Thursday, October 22, 2009

TV Viewing Diary: October


Having watched Sunday's decisive Brazilian GP from Interlagos on the (extremely biased) Fox Sports channel, I then downloaded the BBC's own (extremely biased) coverage via iPlayer.

This featured an amusing pit-lane encounter between Martin Brundle and a determined lady called Tania from Sky.de. She'd been waiting to interview Vettel but the wily old brummie got in first, though the hackette was in shot beside him mentandole la madre in krout as he asked a few pertinent pre-race questions.

V later quipped that this Tania had behaved as if she'd come down early to place her towel on the Red Bull driver!

Another funny moment came when Barrichello came on the team radio shortly after exiting the pits in order to screech "what the hell happened to the car?" His race engineer tersely replied "don't forget you're running heavy" possibly meaning "don't forget that 600m people just heard that".

Poor old Rubens makes Terry Gilliam look like a lucky bastard.

Other than that, I'd have to say that David Coulthard is yet to work out how to look relaxed on TV and the new presenter Jake Humphrey (who jumped across from the kiddies' CBBC) looks a bit like one of those freshly-intaken graduate trainees back at H&K.

I've been watching fewer movies this month thanks to the deluge of US serials either arriving or returning. Most notable amongst the newbies are Modern Family and Flash Forward (cast pictured). Meanwhile, Two and Half Men, Heroes, Nip/Tuck and Dexter are all back with new seasons.

Modern Family is about one part watchable to two parts unbearable (though I reckon V would probably say one part watchable to eight parts unbearable.) Its faux-liberal — but in reality quite conservative — laugh-at-everyone satirical format is hamstrung by its clichéd portrayal of gays and latins, and the whole thing is anyway painfully derivative of the mocumentary genius that was The Office of Ricky Gervais.

We're far more likely to stay the course with Flash Forward, the new sci-fi soap from HBO. (And it's likely to be a long course as Joseph Fiennes has signed on for five years.)

This series is an uncommon combination of both over-reaching ambition and a lack of it. In its key premise the writers seem to have bitten off a bit more than they can chew. America's finest minds may be sitting in a room dissecting this truly profound global event, but what we have here is essentially a police procedural in which it has become the FBI's problem to solve...and so far their best idea has been to set up a website.

If I'd been writing this I'd have taken a bit more time to brainstorm (or research) the full implications of every human being on the planet blacking out for 137 seconds. The team here have decided that the worst thing that could have happened is a bunch of aeroplanes streaming all over the place with nobody at the controls, and to emphasise the point, we hardly ever get to see a tall building in LA which doesn't have a big chunk missing from its flank. (And we had that ludicrous cut across to London with Big Ben blazing in the background!)

And where's the hysteria?
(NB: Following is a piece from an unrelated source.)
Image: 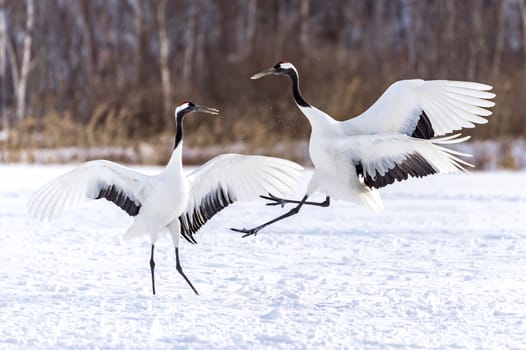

We all remember how the American populace responded to 9-11, yet after the first ten minutes of episode one everyone seems to be acting more or less normally. The more the timeline moves away from the blackout — in which every human being who was still going to be alive in six months' time had a vision of what they would be up to then — the more you wish they'd keep flashing back to the flash forward, so to speak.

The big unresolved issue at the end of part four is whether these visions of the future are fixed. Within that, and particularly pertinent to Special Agent Noh, is the issue of whether those who experienced no flash forward are slated to expire, and there's really nothing they can do about it.

If I were running the FBI's 'Mosaic' website I'd be inclined to statistically examine this matter of the walking dead before all others, and if I were Agent Noh the thought of standing in front of a bus today to see if I could 'change' the future would at least have crossed my mind.

I know this has to be dragged out, but the believability of the show is being threatened by an apparent lack of determination to resolve the issue of determinism quickly enough.

As for the show's apparent under-ambition, the writers have tried to position it closer to the (dumb) mainstream than show's like Heroes and Lost. The latter is said to have two kinds of viewers: those who watch it to see Kate and Sawyer in minimal attire and those who will still be debating the metaphysical implications of it all some ten years after the final season. Flash Forward represents an attempt to carefully roll these two audiences together, but de-geeking inevitably means making the script that much less cerebral.

They also appear to have tried to limit the number of truly beautiful people in the foreground, which also contributes to the lower-key, soapy atmosphere and perhaps explains why it was snapped up in the UK by Five rather than Channel 4.

For all its faults, the show has both me (geek) and V (non-geek) hooked, so the innovative format appears to have been efficacious so far.